I’ve been using the basic walkthrough of using R to download NHGIS data. I’m trying to download 2010 census tract shapefiles, but, in the final step of actually performing the download using the provided download link, the download stops at 80-90%. R returns this warning message:
Warning message:
In download.file(des_df$download_links$gis_data, zip_file, headers = c(Authorization = my_key)) :
downloaded length 430096407 != reported length 503138568
and I’m unable to unzip the downloaded data either manually or using unzip()
. I’ve tried this multiple times over multiple days, and as far as I know there’s no way to subset the download into different states. Can someone provide some insight on whats happening here?
For additional context, here’s the rest of my code:
library(tidyverse)
library(sf)
library(httr)
library(jsonlite)
library(ipumsr)
# This is my key -- a new one can be obtained from the IPUMS website
my_key <- c("MYKEY")
url <- "https://api.ipums.org/extracts/?product=nhgis&version=v1"

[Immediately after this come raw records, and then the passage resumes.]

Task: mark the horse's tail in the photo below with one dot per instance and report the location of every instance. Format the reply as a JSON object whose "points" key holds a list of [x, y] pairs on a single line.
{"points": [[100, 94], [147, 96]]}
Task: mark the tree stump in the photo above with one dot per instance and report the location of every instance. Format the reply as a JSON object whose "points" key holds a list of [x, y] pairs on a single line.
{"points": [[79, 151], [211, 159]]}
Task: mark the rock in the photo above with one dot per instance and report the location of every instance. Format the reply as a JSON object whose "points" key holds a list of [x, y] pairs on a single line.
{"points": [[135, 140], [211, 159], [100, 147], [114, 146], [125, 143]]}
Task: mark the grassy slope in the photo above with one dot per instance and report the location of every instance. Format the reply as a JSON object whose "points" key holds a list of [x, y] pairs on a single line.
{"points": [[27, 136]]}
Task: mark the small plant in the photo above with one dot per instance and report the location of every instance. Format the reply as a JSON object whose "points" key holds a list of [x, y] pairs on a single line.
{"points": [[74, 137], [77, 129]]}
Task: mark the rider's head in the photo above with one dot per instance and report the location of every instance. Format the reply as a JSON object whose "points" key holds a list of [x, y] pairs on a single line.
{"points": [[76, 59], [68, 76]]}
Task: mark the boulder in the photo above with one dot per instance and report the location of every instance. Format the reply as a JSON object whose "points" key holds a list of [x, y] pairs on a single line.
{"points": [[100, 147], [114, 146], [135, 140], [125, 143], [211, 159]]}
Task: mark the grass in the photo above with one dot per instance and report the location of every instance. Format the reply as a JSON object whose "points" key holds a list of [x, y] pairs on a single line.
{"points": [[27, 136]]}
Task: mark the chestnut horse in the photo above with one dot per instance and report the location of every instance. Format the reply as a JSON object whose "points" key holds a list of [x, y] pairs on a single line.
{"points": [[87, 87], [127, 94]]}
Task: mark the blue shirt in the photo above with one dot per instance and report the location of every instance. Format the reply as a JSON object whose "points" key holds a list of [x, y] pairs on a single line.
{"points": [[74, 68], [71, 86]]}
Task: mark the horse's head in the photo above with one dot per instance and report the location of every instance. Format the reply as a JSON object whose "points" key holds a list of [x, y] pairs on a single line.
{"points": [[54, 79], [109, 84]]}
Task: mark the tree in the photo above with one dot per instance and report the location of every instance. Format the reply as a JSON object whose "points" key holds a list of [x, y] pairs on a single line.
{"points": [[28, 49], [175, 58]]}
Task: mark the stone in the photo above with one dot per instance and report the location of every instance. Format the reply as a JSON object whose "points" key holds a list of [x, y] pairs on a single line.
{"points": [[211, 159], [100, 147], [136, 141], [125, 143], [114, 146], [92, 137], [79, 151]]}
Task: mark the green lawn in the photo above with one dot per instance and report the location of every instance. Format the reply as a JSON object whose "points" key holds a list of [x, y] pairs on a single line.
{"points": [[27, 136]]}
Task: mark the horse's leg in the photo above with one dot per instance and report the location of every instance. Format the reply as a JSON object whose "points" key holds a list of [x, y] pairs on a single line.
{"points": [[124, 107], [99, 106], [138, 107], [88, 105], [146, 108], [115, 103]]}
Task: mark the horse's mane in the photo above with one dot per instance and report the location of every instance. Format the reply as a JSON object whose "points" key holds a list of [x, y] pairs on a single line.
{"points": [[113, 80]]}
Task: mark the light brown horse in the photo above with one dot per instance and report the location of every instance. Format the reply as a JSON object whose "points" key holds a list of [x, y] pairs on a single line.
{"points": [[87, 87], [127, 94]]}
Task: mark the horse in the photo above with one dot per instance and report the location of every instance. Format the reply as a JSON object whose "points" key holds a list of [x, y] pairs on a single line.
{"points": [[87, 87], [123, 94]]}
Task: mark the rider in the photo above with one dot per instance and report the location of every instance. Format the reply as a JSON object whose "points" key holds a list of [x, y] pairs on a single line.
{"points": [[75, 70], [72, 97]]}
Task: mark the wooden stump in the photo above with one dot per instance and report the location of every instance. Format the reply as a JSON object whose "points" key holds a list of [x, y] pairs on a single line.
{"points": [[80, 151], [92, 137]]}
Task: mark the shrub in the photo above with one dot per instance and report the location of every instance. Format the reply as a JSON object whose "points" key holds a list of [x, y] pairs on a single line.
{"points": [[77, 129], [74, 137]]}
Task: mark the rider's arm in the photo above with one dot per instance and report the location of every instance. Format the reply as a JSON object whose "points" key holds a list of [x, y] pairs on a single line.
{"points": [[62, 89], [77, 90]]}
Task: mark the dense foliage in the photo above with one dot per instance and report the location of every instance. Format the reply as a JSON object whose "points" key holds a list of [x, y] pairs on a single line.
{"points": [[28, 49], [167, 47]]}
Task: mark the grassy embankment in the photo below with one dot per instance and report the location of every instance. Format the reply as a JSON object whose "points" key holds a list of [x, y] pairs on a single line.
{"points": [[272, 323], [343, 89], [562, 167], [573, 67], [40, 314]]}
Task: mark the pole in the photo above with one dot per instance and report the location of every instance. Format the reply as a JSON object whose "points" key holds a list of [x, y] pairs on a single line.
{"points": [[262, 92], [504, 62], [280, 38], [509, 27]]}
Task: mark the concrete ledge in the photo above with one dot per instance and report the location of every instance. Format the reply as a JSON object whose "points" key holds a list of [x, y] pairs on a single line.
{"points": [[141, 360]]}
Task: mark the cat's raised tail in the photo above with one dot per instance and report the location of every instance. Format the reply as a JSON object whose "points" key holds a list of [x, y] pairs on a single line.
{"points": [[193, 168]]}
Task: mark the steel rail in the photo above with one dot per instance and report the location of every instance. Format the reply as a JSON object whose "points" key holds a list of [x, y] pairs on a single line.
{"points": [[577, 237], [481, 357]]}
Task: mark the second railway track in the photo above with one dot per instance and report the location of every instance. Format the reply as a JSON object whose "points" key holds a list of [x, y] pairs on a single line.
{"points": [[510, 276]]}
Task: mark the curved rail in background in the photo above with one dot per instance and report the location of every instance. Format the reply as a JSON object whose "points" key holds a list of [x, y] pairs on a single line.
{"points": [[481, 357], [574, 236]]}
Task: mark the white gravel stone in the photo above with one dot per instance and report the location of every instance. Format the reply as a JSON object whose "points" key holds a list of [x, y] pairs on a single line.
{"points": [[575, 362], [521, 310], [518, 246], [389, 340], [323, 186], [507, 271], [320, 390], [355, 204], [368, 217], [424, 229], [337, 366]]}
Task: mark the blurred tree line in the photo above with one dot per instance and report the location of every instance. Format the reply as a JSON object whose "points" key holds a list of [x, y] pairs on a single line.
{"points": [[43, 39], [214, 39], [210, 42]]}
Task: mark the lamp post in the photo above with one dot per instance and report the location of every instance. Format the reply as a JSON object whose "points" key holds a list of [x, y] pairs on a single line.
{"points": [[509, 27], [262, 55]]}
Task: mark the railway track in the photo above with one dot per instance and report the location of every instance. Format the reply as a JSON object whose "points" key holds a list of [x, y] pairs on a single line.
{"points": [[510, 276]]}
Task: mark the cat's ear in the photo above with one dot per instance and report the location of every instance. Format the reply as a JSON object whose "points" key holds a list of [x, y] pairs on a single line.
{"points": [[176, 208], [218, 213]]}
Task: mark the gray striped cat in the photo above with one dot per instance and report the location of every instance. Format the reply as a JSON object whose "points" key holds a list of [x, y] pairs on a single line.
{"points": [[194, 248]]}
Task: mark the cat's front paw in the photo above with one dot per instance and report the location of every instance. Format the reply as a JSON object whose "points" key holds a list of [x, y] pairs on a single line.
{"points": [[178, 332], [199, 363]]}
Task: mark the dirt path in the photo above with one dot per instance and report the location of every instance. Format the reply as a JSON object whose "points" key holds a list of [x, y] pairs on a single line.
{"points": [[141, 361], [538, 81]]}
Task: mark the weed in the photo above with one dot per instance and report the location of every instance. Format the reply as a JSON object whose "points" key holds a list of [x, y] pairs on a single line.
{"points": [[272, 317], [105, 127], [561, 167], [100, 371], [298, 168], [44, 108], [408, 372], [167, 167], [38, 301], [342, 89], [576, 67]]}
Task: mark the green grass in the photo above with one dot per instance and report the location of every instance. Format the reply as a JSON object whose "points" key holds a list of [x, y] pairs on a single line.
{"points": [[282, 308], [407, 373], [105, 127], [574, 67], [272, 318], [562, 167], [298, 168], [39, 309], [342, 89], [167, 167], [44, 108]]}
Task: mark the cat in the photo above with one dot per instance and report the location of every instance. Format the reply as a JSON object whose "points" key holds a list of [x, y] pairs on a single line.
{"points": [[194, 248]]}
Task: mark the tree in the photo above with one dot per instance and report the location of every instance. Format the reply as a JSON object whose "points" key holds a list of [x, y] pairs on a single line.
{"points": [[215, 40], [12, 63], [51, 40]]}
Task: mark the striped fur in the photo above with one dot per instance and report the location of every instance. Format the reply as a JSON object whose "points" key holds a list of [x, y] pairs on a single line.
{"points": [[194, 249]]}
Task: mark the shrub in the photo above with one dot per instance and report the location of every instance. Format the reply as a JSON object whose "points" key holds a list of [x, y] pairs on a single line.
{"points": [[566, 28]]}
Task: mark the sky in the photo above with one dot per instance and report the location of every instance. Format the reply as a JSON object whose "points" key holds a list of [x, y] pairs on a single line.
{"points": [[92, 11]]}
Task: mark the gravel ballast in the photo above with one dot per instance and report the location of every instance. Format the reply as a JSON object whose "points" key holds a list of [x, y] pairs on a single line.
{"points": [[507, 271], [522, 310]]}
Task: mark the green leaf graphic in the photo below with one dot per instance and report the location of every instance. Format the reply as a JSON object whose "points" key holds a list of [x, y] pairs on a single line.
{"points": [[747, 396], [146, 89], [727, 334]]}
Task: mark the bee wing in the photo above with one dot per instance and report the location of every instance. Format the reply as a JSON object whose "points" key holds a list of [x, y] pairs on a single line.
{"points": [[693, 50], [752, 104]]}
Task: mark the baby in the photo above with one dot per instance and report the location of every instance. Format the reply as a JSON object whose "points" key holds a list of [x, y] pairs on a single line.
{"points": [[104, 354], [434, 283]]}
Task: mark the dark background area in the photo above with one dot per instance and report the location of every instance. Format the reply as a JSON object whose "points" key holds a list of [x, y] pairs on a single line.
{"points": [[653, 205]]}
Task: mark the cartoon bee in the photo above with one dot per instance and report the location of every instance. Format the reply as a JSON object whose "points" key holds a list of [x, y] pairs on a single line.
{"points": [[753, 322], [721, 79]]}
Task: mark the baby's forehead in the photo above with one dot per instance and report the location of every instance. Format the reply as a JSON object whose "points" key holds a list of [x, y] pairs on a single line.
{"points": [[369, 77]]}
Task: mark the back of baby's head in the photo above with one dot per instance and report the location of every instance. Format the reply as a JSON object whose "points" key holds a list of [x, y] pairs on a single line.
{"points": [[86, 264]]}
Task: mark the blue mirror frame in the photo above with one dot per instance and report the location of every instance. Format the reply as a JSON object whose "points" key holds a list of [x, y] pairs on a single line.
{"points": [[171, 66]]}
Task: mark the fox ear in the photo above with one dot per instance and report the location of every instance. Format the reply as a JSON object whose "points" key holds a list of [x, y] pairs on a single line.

# writing metadata for json to be extracted
mybody <-
'
{
"shapefiles": [
"us_tract_2010_tl2010"
],
"description": "2010 tract shapefiles",
"breakdown_and_data_type_layout": "single_file"
}
'
mybody_json <- fromJSON(mybody, simplifyVector = FALSE)
result <- POST(url, add_headers(Authorization = my_key), body = mybody_json, encode = "json", verbose())
res_df <- content(result, "parsed", simplifyDataFrame = TRUE)
my_number <- res_df$number
data_extract_status_res <- GET(paste0("https://api.ipums.org/extracts/", my_number, "?product=nhgis&version=v1"), add_headers(Authorization = my_key))
des_df <- content(data_extract_status_res, "parsed", simplifyDataFrame = TRUE)
des_df$download_links
# Download table data and read into a data frame
# Destination file
zip_file <- "NHGIS_2010tracts.zip"
# Download extract to destination file
download.file(des_df$download_links$gis_data, zip_file, headers=c(Authorization=my_key))
# List extract files in ZIP archive
unzip(zip_file, list=TRUE)
# Read 2000 block-group CSV file into a data frame
tracts2010 <- read_nhgis(zip_file, data_layer = contains("2000_blck_grp.csv"))